Investors will return from holiday with same fears
Sunday May 25, 6:45 pm ET
By Madlen Read, AP Business Writer Amid oil price anxiety, investors parse housing, spending, manufacturing data this week


The three-day weekend probably didn't bring much relaxation to investors if they stopped at a gas station on the way to the beach or a barbeque.
With the average roadside price of gasoline pushing $3.88 a gallon -- and going for well over $4 at filling stations in some parts of the country -- energy prices have become a prime worry in the stock market.
That's not to say other concerns have dissipated. As Wall Street heads into this shortened week, it remains anxious about the still-slumping housing market, not to mention the ailing financial services sector. But so much of the economy's performance later in the year will depend on energy costs, so the focus will be on crude until investors see a substantial price retreat.

What's particularly troubling about oil's rise is that everyone knows it will affect the economy, but no one is sure exactly how. Experts are split over whether it will cause broad-based inflation, further economic weakness, or both at the same time.

None of these scenarios are good ones. And the fact that the Federal Reserve says its monetary policy will likely remain on hold until it's clear which situation plays out was a big reason the stock market did so poorly last week. The Dow Jones industrial average dropped 3.91 percent, while the Standard & Poor's 500 index fell 3.47 percent and the Nasdaq composite index declined 3.33 percent.

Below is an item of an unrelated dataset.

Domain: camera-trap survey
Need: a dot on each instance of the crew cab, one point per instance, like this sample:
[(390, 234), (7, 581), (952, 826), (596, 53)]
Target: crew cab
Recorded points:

To be sure, expensive oil isn't necessarily destructive in the long term. If the economy holds up, U.S. consumers may be able to gradually adapt their behavior and spending -- a trend that could end up actually controlling inflation.

"There are definitely signs that the high price of crude is destroying demand bit by bit," said Craig Peckham, market strategist at Jefferies & Co. "At this point, we're seeing an economy that is experiencing a headwind from the high price of crude, which at the end of the day could act as a natural regulator of the economy."
But among stock investors right now, "inflation fears have been trumping relatively benign growth numbers," he said.

This four-day week will bring a variety of economic readings on the housing market, consumer spending, business spending, and manufacturing.

On Tuesday, the Commerce Department releases its April data on new home sales, expected to show a decline from March sales, according to economists surveyed Friday by Thomson Financial/IFR. Also Tuesday, the Conference Board's consumer confidence index for May is anticipated to edge lower, too.

Wednesday, the Commerce Department reports on orders for durable goods, which are essentially big-ticket items ranging from cars to refrigerators to computers. April's durable goods orders are expected to have dipped by 1.1 percent after rising by 0.1 percent in March.

Then Friday, on top of data from Chicago purchasing managers on manufacturing and from the University of Michigan on consumer sentiment, the Commerce Department will report on personal spending. Economists predict spending rose 0.2 percent in April, compared with a 0.4 percent increase the previous month. That report will include the closely watched personal consumption expenditures deflator, which is a measure of inflation at the personal level. Economists, on average, expect that it was steady in April at an annual rate of 2.2 percent.

Investors should get an additional sense of how consumers are spending their money in earnings reports this week from Borders Group Inc., Costco Wholesale Corp., Dell Inc., Sears Holdings Corp. and Tiffany & Co.